Everything under the sun

When Munetoshi Koda started Japanese furniture brand Koyori in 2019, Belgian architect Vincent Van Duysen was top of his collaboration wishlist. “I felt that Vincent’s design philosophy resonated with ours,” says Koda. “There are similarities with a Japanese aesthetic and way of thinking.” Koyori is attending Salone del Mobile to launch Van Duysen’s six-piece Hinode (Sunrise) collection, which includes a lounge chair, stool and coffee table that come in solid oak or rich walnut. Van Duysen says that the collection, which takes its name from “that quiet moment when the world shifts from shadow to light”, explores the delicate balance between “softness and structure, warmth and precision”.

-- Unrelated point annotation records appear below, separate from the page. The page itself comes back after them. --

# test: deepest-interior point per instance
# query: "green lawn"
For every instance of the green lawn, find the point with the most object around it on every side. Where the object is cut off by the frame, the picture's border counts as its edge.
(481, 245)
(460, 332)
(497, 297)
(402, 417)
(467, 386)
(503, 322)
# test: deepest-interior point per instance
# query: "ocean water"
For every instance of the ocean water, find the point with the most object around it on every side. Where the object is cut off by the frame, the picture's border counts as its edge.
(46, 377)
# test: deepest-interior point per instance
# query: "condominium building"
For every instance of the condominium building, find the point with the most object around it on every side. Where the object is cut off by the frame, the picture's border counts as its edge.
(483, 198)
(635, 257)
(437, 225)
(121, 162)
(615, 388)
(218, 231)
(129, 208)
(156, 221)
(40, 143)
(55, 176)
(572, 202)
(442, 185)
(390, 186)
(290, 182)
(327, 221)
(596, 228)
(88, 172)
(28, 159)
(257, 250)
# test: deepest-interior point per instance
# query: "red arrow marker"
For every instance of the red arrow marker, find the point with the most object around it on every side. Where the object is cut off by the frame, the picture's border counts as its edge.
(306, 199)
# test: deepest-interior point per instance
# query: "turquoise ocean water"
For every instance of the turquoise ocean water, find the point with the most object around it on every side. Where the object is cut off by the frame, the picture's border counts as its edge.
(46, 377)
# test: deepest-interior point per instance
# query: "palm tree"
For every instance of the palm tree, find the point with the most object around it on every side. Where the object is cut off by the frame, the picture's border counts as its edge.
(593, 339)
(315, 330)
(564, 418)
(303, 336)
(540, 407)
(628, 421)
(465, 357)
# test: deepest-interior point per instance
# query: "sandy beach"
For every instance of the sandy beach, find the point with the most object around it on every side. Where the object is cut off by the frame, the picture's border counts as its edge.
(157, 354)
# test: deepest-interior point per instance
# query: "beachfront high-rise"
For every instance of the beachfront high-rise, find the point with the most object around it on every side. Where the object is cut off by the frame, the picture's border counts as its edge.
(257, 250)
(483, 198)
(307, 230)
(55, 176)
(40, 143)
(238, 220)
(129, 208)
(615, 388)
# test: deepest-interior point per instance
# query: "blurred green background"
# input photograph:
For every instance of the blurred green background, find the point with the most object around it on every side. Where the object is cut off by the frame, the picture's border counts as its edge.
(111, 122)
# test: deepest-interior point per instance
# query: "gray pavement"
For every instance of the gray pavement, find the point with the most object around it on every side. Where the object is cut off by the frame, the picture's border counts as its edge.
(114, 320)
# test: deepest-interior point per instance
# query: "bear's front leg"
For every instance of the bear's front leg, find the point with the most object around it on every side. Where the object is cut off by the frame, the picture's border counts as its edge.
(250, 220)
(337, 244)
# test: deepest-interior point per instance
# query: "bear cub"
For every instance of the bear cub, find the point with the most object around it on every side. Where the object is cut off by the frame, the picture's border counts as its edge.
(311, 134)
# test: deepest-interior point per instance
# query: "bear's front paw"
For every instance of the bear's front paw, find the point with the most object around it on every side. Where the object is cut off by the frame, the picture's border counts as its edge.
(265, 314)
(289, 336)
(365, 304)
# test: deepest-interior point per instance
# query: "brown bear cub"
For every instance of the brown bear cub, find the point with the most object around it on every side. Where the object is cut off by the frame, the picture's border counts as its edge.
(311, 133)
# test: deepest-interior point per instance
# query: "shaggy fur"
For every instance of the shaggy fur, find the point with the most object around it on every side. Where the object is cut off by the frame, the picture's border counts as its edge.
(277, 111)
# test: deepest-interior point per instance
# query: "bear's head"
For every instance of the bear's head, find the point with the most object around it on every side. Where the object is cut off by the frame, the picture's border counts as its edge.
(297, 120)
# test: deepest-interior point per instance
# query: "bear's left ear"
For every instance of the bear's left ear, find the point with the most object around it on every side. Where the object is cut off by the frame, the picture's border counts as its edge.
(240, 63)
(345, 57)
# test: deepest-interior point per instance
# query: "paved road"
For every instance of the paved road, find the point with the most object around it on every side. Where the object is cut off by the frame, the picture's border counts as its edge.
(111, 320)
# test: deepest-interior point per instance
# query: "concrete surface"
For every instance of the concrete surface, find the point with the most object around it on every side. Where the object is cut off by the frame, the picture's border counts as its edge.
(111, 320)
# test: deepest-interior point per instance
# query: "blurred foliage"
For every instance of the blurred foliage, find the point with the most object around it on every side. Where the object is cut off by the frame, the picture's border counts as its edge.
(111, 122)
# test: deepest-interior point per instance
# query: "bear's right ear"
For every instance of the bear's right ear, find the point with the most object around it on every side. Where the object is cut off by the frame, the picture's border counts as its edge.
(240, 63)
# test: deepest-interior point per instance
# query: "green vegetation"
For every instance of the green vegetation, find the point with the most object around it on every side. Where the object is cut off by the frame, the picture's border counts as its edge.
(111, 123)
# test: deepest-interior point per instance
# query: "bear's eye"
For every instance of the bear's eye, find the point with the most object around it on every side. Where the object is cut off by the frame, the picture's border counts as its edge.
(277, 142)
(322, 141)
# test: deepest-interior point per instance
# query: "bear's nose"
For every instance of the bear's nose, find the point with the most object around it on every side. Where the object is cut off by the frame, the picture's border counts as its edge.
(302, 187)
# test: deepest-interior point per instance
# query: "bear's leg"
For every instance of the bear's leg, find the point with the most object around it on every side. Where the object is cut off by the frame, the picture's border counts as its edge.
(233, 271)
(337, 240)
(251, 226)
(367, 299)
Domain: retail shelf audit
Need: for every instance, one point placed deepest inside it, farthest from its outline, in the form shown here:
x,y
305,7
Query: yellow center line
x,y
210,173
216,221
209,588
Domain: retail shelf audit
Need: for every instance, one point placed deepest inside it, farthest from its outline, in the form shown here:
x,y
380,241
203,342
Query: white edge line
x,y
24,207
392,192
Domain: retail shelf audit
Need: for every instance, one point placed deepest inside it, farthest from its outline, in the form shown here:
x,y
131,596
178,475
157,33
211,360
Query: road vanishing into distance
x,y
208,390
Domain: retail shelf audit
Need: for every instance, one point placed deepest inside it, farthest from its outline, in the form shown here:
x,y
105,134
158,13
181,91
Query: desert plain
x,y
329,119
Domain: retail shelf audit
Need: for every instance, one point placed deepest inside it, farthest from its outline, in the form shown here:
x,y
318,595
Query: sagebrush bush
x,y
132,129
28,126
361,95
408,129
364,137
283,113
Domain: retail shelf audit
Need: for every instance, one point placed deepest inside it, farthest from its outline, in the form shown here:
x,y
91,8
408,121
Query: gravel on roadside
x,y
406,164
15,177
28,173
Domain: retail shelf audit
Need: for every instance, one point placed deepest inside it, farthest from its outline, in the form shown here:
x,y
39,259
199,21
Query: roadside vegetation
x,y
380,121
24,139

Also on show in Milan will be new works (and updates to existing Koyori collections) by regular collaborators, including French designer Ronan Bouroullec and Copenhagen’s GamFratesi. Koyori’s top-level manufacturing shines throughout. Such skills are a speciality of the brand, which was established by a group of manufacturers to showcase Japanese craftsmanship on the global stage. “Salone is so important as a place to do business,” says Koda. Europe is the biggest market for Koyori, followed by the US, but Koda also has his eye on expansion in Asia. Eventually, the plan is for Koyori to extend its reach to lifestyle goods and small products. An impressive all-Japan project.
koyori-jp.com

Visit Koyori at Salone del Mobile in Hall 22, Stand A16.


in the city: Casa Milana

Home sweet home

The moment of pause granted by Casa Milana in the Brera neighbourhood is an undoubted highlight amid a full-on Milan Design Week. With its high ceilings and terrazzo flooring, the space blurs the lines between domestic life and work – both the family home of designer Mario Milana and his wife Gabriella Campagna, the practice’s co-founders, and a showroom for the pieces that the studio produces, dotted among other vintage treasures. The result is a real and lived-in space. “Mario’s practice is so much about the body: dynamism in the furniture [and] aspects of movement. It’s something you need to try,” says Campagna. “It’s not something to only be looked at. And the aesthetic result, which is beautiful, comes from functionality as well.”


Alongside a coffee-table system produced with lava stone laboratory Ranieri, Milana has designed a shelving system influenced by the classic 1950s and 1960s standing bookshelves called Frequenza. This year, Casa Milana is also showcasing its first collaborations: a glassware project with Venice-based company Laguna~B and a capsule collection with Beni. The latter’s range of rugs – all handwoven in Morocco – includes Unione, inspired by the terrazzo flooring of the couple’s home, and a circular meditation mat called Aho. Also look out for Mario Milana’s new dining table, Velum. “It’s about using the home as your own temple,” says Milana. House envy? Just a little bit.